- Sire: Aptitude
- Grandsire: A.P. Indy
- Dam: Zenith
- Damsire: Roy
- Sex: Stallion
- Foaled: 2004
- Country: United States
- Colour: Dark Bay
- Breeder: Ivy Dell Stud
- Owner: J. Paul Reddam
- Trainer: Doug O'Neill
- Record: 17: 3-4-2
- Earnings: $976,260

Major wins
- Breeders' Futurity Stakes (2006) Robert B. Lewis Stakes (2007)

= Great Hunter =

American Thoroughbred racehorse

Great Hunter (foaled March 31, 2004, in Pennsylvania) is an American Thoroughbred racehorse. His breeder sold him in the September 2005 Keeneland Sales to Ilona Whetstone. The colt was resold in June 2006 to J. Paul Reddam for $550,000 but has been the subject of a legal dispute following a lien claim by Fifth Third Bank for indebtedness of the financially strapped Ilona Whetstone.

==Career==
Racing at age two, Great Hunter was owned by Reddam and trained by Doug O'Neill. He won the 2006 Grade I Lane's End Breeders' Futurity. in which he defeated Circular Quay and Street Sense. but then finished third behind them in the Breeders' Cup Juvenile.

===2007===
In 2007. Great Hunter won the Grade II Robert B. Lewis Stakes. then was fifth in the Blue Grass Stakes after he ran into severe difficulty from two other horses and was taken up sharply by his jockey, Corey Nakatani.
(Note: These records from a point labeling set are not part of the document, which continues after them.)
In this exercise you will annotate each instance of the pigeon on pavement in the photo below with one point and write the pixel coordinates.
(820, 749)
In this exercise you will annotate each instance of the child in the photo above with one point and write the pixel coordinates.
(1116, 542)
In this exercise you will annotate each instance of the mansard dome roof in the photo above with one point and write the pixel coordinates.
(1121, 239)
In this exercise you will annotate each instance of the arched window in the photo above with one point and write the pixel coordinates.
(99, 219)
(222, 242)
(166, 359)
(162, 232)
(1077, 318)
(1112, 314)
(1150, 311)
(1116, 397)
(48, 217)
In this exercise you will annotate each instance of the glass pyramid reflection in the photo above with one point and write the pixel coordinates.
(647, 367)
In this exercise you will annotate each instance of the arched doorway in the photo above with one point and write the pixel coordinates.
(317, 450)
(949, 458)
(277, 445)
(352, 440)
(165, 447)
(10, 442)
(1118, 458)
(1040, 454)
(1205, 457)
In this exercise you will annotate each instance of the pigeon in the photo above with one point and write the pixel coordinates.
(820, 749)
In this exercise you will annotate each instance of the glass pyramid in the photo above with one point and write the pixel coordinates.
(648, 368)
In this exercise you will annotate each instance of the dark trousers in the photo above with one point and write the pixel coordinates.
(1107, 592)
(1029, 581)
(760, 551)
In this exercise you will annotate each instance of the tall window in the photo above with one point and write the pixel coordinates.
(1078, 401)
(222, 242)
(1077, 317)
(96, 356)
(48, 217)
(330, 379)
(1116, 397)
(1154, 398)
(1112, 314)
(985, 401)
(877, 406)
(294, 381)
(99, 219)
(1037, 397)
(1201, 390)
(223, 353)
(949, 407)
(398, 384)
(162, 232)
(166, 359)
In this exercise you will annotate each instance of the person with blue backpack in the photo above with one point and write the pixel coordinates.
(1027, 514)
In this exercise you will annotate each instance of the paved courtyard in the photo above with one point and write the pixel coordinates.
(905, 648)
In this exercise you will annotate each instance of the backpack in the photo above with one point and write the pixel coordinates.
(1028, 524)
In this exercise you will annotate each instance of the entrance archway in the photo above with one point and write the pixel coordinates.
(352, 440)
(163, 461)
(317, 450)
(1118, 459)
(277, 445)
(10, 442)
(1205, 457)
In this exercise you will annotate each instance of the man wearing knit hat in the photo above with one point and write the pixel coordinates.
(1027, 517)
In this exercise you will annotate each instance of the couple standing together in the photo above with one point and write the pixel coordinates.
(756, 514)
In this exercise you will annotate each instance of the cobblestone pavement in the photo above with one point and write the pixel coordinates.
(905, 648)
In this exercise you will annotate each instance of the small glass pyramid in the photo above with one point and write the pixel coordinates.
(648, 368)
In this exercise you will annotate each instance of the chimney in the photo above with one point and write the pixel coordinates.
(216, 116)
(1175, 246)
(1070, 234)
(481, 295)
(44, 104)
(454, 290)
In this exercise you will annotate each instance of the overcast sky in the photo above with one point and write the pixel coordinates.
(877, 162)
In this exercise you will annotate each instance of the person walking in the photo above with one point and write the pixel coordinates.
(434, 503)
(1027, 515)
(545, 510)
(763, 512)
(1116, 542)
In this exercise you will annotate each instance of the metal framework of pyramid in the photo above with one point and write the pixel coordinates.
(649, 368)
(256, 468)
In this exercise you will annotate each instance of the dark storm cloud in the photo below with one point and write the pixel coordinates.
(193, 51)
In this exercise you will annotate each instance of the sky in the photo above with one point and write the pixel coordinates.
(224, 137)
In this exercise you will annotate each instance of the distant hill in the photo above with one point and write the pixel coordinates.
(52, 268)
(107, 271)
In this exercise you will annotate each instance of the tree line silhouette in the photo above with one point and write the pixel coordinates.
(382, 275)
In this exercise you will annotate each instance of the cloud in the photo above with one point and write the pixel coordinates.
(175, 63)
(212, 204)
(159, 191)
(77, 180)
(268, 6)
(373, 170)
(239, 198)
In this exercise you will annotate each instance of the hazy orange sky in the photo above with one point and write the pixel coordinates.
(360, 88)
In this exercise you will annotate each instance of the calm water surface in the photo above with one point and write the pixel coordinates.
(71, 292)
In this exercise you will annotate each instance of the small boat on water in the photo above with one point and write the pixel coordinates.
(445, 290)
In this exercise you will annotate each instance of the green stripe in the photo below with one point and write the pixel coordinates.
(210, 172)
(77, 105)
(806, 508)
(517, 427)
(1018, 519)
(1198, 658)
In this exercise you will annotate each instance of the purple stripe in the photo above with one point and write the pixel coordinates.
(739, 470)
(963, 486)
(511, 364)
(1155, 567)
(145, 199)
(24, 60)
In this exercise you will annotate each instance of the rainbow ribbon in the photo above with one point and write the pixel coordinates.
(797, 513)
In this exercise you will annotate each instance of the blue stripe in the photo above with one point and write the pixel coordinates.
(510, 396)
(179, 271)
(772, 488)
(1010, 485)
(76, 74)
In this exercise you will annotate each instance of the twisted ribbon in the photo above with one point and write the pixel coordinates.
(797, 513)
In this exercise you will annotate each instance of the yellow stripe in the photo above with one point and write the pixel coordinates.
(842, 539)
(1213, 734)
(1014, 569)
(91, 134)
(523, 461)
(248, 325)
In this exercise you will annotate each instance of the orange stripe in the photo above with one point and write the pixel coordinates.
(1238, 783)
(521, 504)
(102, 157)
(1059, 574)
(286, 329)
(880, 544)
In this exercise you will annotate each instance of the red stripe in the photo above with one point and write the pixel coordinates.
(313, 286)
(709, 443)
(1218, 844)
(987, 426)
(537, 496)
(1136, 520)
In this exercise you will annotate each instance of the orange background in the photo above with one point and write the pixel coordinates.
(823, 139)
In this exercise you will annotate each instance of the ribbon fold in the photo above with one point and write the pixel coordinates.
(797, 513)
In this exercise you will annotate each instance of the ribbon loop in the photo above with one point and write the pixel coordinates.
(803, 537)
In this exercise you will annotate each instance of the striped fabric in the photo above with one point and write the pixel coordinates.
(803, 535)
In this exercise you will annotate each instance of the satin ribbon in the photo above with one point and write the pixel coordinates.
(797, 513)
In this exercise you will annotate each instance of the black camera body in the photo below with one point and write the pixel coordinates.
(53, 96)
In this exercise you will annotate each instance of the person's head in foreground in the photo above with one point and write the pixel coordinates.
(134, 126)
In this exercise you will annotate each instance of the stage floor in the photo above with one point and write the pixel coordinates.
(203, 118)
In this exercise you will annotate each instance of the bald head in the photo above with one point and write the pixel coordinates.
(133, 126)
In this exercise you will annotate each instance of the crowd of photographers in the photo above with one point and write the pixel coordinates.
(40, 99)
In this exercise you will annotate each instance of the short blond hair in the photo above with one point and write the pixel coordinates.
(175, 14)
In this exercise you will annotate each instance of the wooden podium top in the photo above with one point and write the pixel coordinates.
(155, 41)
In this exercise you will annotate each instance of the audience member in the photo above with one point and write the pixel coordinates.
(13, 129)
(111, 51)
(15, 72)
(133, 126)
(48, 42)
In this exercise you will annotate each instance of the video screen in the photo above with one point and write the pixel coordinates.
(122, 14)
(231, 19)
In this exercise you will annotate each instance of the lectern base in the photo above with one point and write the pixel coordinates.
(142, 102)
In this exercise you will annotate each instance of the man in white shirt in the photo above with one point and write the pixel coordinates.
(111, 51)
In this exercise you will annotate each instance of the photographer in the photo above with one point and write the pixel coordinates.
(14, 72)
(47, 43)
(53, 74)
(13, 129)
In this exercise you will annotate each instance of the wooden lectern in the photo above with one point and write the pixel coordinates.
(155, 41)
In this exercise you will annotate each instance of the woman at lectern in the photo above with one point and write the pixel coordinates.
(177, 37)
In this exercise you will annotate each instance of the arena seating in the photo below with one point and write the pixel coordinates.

Great Hunter and stablemate Liquidity ran in the May 5 Kentucky Derby. The pair came in 13th and 14th, respectively.

Great Hunter skipped the Preakness but was confirmed as a starter in the Belmont. However, he chipped his right front ankle during a workout and missed the race. The injury required surgery and a long recovery period.

Great Hunter returned to training in November and ran in the Grade 1 Malibu Stakes at Santa Anita on December 26, 2007. The colt placed 11th, just ahead of Cobalt Blue.

===2008 and 2009===
On January 12, 2008, Great Hunter finished sixth in the Grade 2 San Fernando Stakes at Santa Anita. He then placed fourth in the Grade 2 Strub Stakes at Santa Anita on February 2, 2008. On March 1, 2008, he placed 8th in the G1 Santa Anita Handicap.

Despite his lackluster performances since returning to training, Great Hunter was shipped to Nad Al Sheba Racecourse in Dubai, United Arab Emirates, to participate in the 2008 GI Dubai World Cup. He moved up at the top of the stretch, but then flattened out at the eighth pole and placed fifth. The horse had one unplaced start in 2009 and was retired to stud in 2010.

==Stud==
Great Hunter currently stands at Haras Los Samanes Polo & Racing in Santa Barbara, Venezuela, for a private-listed stud fee. His first foals were born in 2011.